200 milyar ABD Doları aşılıyor mu?

Şefik ERGÖNÜL
Şefik ERGÖNÜL İHRACAT SOHBETLERİ

Sohbetimizi kaleme aldığım sırada 30 Ağustos Zafer Bayramı kutlamaları ile ilgili paylaşımların bir kısmını henüz izleyebilmiştim.

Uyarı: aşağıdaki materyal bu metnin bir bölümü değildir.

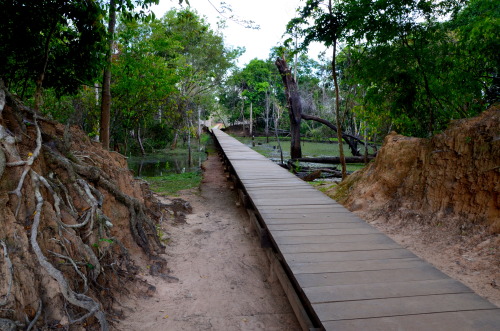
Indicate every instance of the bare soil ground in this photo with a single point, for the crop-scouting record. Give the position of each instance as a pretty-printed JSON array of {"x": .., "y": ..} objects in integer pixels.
[
  {"x": 222, "y": 272},
  {"x": 469, "y": 258}
]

Mustafa Kemal Atatürk ve silah arkadaşlarının müthiş bir YÖNETİM gücü sergileyerek yazdıkları ve uyguladıkları stratejiler sonucu gelen Zafer, akıl ve gücün birleşmesinin sonucunda olmuştur.

Hepimize kutlu olsun…

Neden bu onur veren olaya değindim?

Kuşkusuz sohbetimize denk gelmişti amma akıl, strateji, yönetim gibi unsurların birbirlerini destekler ve sinerji yaratır biçimde kullanılmalarının, olmaz denilen sonuçlar yaratabileceğini görmek ve bunu da biraz ihracatımızla yorumlamak için değindim.

Sohbetimize başlamadan önce Türkiye ihracatçılar Meclisi (TİM) ihracat rakamlarına baktım. Son 12 aylık ihracat rakamlarına baktığımızda bir önceki yılın aynı dönemine göre %20,8 artışla 201 milyar ABD Doları’nın aşıldığını görüyoruz.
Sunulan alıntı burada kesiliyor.